These are just default values.  For the adpative regions adjustment, I think we
agreed on adding it in the core for now.

> 
> > +
> > +               INIT_LIST_HEAD(&ctx->adaptive_targets);
> > +       }
> >
> >         return ctx;
> >  }
[...]
> > +
> > +/*
> > + * Split every target region into randomly-sized small regions
> > + *
> > + * This function splits every target region into random-sized small regions if
> > + * current total number of the regions is equal or smaller than half of the
> > + * user-specified maximum number of regions.  This is for maximizing the
> > + * monitoring accuracy under the dynamically changeable access patterns.  If a
> > + * split was unnecessarily made, later 'kdamond_merge_regions()' will revert
> > + * it.
> > + */
> > +static void kdamond_split_regions(struct damon_ctx *ctx)
> > +{
> > +       struct damon_target *t;
> > +       unsigned int nr_regions = 0;
> > +       static unsigned int last_nr_regions;
> > +       int nr_subregions = 2;
> > +
> > +       damon_for_each_target(t, ctx)
> > +               nr_regions += damon_nr_regions(t);
> > +
> > +       if (nr_regions > ctx->max_nr_regions / 2)
> > +               return;
> 
> Shouldn't the limits on region be per-target instead of for the whole context?

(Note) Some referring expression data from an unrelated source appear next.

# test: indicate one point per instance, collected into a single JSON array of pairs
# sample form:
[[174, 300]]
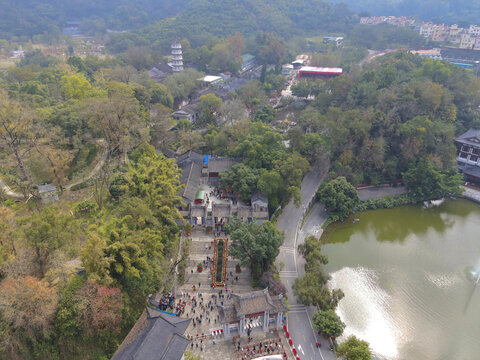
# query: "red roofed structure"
[[311, 72]]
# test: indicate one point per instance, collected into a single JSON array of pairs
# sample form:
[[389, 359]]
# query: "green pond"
[[409, 276]]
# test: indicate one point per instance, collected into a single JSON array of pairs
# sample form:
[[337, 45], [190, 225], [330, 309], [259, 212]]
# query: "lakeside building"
[[434, 54], [311, 72], [468, 146], [155, 336], [251, 313], [248, 62]]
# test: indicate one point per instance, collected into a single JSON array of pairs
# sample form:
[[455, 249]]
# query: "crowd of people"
[[251, 350]]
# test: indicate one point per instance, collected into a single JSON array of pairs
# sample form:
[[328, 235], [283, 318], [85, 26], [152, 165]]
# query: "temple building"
[[177, 58], [468, 146], [155, 336], [311, 72], [250, 313], [200, 174]]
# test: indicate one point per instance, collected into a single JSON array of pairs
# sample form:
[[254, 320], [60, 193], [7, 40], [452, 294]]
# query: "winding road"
[[299, 318]]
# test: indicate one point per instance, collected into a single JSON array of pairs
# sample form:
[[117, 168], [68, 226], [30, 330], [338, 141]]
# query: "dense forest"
[[33, 17], [460, 12], [221, 18], [377, 122]]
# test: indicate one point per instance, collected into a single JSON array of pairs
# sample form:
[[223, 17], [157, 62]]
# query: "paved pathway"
[[471, 193], [300, 317], [6, 189]]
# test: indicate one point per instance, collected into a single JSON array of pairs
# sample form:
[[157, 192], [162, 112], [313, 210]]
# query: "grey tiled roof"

I think this makes the monitoring overhead upperbound setting simpler.  If we
need to set per-target monitoring upperbound, we can use multiple contexts for
each target.

> 
> > +
> > +       /* Maybe the middle of the region has different access frequency */
> > +       if (last_nr_regions == nr_regions &&
> > +                       nr_regions < ctx->max_nr_regions / 3)
> > +               nr_subregions = 3;
> > +
> > +       damon_for_each_target(t, ctx)
> > +               damon_split_regions_of(ctx, t, nr_subregions);
> > +
> > +       last_nr_regions = nr_regions;
> > +}
> > +
> >  /*
> >   * Check whether it is time to check and apply the target monitoring regions
> >   *
> > @@ -391,6 +588,8 @@ static int kdamond_fn(void *data)
> >         struct damon_ctx *ctx = (struct damon_ctx *)data;
> >         struct damon_target *t;
> >         struct damon_region *r, *next;
> > +       unsigned int max_nr_accesses = 0;
> > +       unsigned long sz_limit = 0;
> >
> >         pr_info("kdamond (%d) starts\n", ctx->kdamond->pid);
> >
> > @@ -399,6 +598,8 @@ static int kdamond_fn(void *data)
> >         if (ctx->callback.before_start && ctx->callback.before_start(ctx))
> >                 set_kdamond_stop(ctx);
> >
> > +       sz_limit = damon_region_sz_limit(ctx);
> > +
> >         while (!kdamond_need_stop(ctx)) {
> >                 if (ctx->primitive.prepare_access_checks)
> >                         ctx->primitive.prepare_access_checks(ctx);
> > @@ -409,14 +610,20 @@ static int kdamond_fn(void *data)
> >                 usleep_range(ctx->sample_interval, ctx->sample_interval + 1);
> >
> >                 if (ctx->primitive.check_accesses)
> > -                       ctx->primitive.check_accesses(ctx);
> > +                       max_nr_accesses = ctx->primitive.check_accesses(ctx);
> >
> >                 if (kdamond_aggregate_interval_passed(ctx)) {
> > +                       if (ctx->target_type != DAMON_ARBITRARY_TARGET)
> > +                               kdamond_merge_regions(ctx,
> > +                                               max_nr_accesses / 10,
> 
> What's the reason behind this 10?

It came from my gut feeling and it is still there because it worked well with
my test workloads.  I think we could change that or allow users adjustable if
problematic case is found later.


Thanks,
SeongJae Park
[...]